In pop culture, too, the fascination with the apocalyptic continues to flourish in documentaries about the end of history, in TV series, and films. “I saw the end of the world” from the X-Men: Apocalypse trailer suggests that the apocalypse is more than a label we ascribe to express a sense of urgency with which we ought to deal with certain social phenomena. It continues to be, it seems, a mysterium tremendum et fascinans, something we want, indeed must see with our own eyes.
At the same time, culture seems to be concerned with authenticity, or lack thereof: authenticity in politics, authentic identities, authentic nationhood, authentic religion, in reality TV, or docudramas. Social media seem to inhabit an ambivalent space when it comes to authenticity. They are often perceived as more spontaneous, immediate, and therefore more authentic than traditional forms of media and communication. Yet, text and image based communication often allows for the careful crafting of the communication flow and communicators can zoom in and out of a conversation in an instant.

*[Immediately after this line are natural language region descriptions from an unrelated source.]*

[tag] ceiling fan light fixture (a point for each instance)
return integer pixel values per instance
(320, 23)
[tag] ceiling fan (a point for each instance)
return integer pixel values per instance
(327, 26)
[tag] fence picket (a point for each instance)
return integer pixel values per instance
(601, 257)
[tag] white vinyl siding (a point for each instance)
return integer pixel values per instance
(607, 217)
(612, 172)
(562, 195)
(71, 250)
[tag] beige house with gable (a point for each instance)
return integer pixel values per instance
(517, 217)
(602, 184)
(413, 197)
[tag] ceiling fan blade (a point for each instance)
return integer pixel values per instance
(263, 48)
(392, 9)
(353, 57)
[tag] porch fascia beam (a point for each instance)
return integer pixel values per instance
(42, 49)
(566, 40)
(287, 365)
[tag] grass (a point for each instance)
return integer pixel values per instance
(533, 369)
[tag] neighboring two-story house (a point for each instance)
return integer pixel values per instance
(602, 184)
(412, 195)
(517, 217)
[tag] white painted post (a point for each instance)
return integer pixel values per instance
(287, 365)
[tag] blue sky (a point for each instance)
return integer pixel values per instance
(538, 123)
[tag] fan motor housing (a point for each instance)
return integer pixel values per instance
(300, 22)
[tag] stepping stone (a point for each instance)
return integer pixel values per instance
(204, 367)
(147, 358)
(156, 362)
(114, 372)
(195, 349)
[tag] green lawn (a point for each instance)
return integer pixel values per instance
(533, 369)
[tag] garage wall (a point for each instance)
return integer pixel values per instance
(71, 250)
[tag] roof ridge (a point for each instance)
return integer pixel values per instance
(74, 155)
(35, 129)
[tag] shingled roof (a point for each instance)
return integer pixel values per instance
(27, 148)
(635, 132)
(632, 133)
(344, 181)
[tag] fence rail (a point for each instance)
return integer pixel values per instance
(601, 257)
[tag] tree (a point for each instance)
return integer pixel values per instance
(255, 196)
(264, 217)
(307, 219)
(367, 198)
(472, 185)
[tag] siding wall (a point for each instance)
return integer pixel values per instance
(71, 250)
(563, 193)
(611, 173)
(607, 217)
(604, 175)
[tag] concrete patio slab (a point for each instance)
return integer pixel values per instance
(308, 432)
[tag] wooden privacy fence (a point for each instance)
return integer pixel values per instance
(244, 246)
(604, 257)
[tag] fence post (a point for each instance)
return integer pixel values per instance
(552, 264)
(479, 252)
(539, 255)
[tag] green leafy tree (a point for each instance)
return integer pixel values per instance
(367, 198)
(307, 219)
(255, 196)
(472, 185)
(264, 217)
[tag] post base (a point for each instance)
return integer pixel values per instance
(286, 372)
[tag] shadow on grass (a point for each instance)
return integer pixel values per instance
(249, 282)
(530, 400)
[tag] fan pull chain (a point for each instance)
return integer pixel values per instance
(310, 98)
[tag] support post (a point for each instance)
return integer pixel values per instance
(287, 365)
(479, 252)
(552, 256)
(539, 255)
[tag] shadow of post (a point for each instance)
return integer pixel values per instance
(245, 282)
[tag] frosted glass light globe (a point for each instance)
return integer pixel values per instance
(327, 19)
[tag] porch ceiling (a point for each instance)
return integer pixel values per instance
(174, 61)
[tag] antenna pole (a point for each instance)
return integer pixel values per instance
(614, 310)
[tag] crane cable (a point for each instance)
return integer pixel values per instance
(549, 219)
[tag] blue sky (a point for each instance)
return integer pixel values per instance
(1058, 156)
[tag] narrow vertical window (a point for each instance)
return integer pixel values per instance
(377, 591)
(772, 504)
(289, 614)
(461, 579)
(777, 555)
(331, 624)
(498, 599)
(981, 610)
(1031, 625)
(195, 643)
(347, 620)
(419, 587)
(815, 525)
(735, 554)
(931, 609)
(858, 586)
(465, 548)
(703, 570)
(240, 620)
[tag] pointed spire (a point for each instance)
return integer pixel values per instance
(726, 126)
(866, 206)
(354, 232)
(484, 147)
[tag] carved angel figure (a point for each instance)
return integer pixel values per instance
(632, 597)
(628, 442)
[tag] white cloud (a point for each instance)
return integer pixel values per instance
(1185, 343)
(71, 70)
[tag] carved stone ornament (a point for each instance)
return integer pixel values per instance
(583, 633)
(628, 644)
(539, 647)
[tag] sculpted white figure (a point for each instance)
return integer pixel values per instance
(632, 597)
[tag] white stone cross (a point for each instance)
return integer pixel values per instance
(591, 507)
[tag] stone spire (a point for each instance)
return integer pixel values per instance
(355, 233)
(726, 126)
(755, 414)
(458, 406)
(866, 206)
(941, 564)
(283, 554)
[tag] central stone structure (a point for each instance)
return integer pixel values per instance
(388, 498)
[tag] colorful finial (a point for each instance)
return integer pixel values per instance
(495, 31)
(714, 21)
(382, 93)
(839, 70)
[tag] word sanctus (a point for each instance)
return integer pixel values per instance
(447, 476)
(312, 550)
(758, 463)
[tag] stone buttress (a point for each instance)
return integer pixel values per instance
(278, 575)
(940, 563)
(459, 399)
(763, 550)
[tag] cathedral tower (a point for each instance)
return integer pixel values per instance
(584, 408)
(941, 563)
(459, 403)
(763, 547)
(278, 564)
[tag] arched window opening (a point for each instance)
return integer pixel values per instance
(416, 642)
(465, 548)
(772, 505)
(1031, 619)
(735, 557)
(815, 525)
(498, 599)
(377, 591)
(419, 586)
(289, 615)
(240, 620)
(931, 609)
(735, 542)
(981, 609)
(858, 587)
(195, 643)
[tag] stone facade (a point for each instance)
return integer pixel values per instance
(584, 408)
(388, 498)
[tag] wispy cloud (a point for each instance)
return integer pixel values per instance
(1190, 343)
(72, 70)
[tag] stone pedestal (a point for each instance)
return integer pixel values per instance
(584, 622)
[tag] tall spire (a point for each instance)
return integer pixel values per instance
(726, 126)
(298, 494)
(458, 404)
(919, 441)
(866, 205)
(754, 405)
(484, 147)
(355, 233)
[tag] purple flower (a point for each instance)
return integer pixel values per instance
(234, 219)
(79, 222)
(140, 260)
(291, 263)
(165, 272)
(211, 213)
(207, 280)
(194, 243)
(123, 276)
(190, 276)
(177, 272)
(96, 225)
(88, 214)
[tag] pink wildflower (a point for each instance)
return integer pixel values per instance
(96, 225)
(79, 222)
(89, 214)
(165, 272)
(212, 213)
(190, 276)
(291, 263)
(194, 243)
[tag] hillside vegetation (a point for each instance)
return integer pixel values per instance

This concern with authenticity manifests itself in the celebration of the inauthentic, the artificial, the fake, or the (artificial) construction of authenticity. A number of media and film narratives propagate a sense of nostalgia and the idea that society needs to return to an (idealized) past if it wants to rediscover its authentic self and renew an authentic way of life. The popularity of such narratives seems to suggest that we long for things we experience as lost, and this experience might indeed drive apocalyptic imaginations: a desire for renewal and return to a nostalgic past that can only be achieved through an apocalyptic event and the collapse of established power structures and economic forces of oppression.
Religion is deeply intertwined with ideas of the apocalypse and the question of authenticity in popular culture. At the same time, the biblical and early Christian understanding of the apocalypse has been transformed through popular culture. In religious terms, the apocalyptic event uncovers and reveals the truth. As such, authenticity can be seen as a blessing of the apocalypse. As transformative event, it is something to hope for and look forward to. It seems that this – original – religious meaning of apocalypse grips the popular imagination and current affairs. It is not the catastrophe itself that is most scary, but the individual who acts to realise their authentic freedom in catastrophe, not for catastrophe’s sake, but to bring about change and transformation, e.g., the terrorist, the religious fundamentalist, etc.
Popular media, then, draw on the rich pool of religious language, symbols, and meanings and repurpose them. Through leaving out and adding to the traditional texts, they create a new apocalyptic tradition. Religious believers participate and engage with this transformative process and often create their own popular media narratives of the apocalyptic.
The aim of this conference is to explore the themes of the apocalypse and authenticity – either separately or jointly – in popular culture, their theological and religious roots, as well as their socio-cultural, political, and economic relevance.
This conference is part of the conference series of the Theology, Religion and Popular Culture Network.